Love Aajkal has the effervescence and the adrenalin rush of impetous love of Shahid and Kareena has been replaced by a more serious, realistic and modern love story. Love Aajkal literally holds up a mirror to the commitment phobia of the young, professionals, film stars who keep changing their status from 'committed' to 'single' on social networking sites.
Love Aajkal instead of relying heavily on a three-hour long script, chooses to concentrate on crisp, concise and today's urban lingo dialogues. All of Jai's (Saif Ali Khan) babblings about love sans marriage and Meera's (Deepika Padukone) discourses on careers and cumbersome commitment are straight out of real life ramblings in coffee shops, discotheques, pubs. The characterisations literally set the screen on fire, with their highly individualistic streak coupled with their sad vulnerability.
Jai (Saif Ali Khan) dreams of building bridges like the Golden Gate and cannot see romance coming in the way of his career, Meera (Deepika Padukone) too feels long-distance relationships are a drag when she decides to move from London to repaint frescoes in Delhi. Refreshingly, Love Aajkal actually begins with a break and then goes through umpteen twists and turns, before the new age Jai realises that he ain't very different from the old fashioned Veer Prathap (Rishi Kapoor) who lived the Heer--Ranjha story in the less cluttered 1960s. Both Jai and Meera try to live out their lives independently, simply as 'good friends', pursuing their careers and different love interests. Ironically, they keep bumping into each other at odd junctures of their life, babbling incoherently (and funnily) to avoid the senty soulmate signals. Saif Ali Khan is absolutely delightful with his gibberish take on I'm okay, you are okay, we're okay, while the scene's actually yelling out something else.

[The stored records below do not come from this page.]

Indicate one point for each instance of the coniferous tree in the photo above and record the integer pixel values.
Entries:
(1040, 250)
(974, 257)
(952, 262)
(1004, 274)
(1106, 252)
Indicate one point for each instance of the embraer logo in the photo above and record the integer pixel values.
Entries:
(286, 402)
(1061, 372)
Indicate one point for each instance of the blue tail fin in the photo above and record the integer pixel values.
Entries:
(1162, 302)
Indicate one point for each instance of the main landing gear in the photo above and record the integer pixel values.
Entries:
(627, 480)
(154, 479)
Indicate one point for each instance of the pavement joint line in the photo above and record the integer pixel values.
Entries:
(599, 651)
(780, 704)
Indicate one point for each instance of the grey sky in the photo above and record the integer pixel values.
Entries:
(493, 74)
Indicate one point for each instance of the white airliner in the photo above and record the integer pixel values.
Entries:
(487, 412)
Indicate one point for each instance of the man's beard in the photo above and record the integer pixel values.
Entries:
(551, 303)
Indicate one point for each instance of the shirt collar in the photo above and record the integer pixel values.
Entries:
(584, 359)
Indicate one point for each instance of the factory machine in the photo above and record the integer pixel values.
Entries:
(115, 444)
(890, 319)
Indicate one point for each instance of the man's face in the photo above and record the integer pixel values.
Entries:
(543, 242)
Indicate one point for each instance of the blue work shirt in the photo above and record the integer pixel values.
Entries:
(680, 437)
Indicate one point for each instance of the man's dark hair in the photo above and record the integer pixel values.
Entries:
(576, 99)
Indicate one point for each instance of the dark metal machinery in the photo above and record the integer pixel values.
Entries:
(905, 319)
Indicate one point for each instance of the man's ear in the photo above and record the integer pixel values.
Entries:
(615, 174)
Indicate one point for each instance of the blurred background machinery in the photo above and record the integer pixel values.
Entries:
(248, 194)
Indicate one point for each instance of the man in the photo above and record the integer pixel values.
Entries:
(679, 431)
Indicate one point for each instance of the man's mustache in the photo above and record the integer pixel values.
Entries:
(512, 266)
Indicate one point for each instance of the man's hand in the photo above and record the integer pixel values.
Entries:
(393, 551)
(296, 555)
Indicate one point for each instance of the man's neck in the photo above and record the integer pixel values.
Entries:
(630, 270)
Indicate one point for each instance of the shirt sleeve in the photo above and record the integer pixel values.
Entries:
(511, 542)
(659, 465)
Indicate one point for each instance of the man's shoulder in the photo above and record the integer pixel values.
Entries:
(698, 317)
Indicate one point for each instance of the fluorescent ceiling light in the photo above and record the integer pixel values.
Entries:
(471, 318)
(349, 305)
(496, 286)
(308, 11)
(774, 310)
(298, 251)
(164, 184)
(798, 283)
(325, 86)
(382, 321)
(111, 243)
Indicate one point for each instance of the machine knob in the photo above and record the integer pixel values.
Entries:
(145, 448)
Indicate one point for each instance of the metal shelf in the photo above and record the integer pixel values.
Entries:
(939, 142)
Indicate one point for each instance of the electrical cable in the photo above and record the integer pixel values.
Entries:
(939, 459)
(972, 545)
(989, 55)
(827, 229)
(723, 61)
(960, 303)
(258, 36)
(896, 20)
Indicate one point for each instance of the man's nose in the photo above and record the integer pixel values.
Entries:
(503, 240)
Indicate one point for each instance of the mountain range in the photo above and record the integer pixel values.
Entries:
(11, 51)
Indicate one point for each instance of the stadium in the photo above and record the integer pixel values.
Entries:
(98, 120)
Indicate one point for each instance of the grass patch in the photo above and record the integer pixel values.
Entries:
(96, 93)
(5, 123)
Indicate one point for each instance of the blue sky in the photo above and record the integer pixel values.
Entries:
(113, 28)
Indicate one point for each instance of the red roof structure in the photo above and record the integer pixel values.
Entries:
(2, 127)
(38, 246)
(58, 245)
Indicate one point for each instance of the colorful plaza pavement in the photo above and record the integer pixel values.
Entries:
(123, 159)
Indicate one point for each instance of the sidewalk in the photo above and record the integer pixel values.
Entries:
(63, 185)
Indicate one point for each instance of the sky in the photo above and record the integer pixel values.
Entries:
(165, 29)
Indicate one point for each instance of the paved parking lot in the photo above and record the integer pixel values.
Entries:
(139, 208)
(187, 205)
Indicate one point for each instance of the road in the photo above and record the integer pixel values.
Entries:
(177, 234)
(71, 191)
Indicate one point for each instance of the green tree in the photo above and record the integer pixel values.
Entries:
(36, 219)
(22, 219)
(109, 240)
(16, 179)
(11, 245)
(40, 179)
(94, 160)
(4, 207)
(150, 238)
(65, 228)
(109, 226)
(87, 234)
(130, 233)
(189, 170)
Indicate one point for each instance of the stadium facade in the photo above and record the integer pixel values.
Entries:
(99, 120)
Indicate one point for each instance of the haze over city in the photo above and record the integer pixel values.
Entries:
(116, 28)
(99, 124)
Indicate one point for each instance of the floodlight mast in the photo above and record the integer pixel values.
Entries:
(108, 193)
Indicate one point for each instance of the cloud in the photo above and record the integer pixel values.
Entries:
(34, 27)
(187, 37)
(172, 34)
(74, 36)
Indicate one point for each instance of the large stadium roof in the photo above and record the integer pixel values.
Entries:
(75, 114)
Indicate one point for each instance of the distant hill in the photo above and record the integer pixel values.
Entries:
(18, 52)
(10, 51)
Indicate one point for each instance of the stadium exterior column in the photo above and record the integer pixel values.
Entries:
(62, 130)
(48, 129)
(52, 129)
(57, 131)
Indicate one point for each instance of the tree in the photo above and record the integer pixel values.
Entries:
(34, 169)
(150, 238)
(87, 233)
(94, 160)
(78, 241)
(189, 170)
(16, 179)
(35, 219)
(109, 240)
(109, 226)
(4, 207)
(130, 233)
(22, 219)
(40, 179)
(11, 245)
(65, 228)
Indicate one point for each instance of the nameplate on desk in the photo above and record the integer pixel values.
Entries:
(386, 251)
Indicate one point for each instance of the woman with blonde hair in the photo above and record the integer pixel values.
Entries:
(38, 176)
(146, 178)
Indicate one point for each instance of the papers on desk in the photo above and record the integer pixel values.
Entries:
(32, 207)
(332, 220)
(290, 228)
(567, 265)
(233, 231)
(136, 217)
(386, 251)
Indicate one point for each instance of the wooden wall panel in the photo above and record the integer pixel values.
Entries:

Just like Jab We Met, this film too scores in the lush atmospherics that anchor the movie so exotically. London, San Fransisco are fine, but it's actually Delhi that once again sweeps you off your feet as it stands by as a sweet and vibrant witness to the wooing and shooing, both in the 1965 romance and the 2009 romance. Playing a major role in creating the ambience is music composer Pritam's foot-tapping music which boasts of a number of chartbusters.
I agree that the first half does ramble a bit and takes time to build up into a rivetting second half. The alluring performances by the lead pair do cover up for the langorous bits. Deepika is definitive as Meera, the modern girl who has an individuality of her own. Saif Ali Khan who renders so many shades to his character to make it seem so very real; confident, confused, career-oriented, homebody, fancy-free and foolishly in love.
How do Jai and Meera resolve their long-distance-relationships-don't-work dilemma? I'd like to believe that the bridge builder moves in with the restoration artist in Delhi. Go and watch it for it's GenNow feel and it's ekdum real yet modern feel.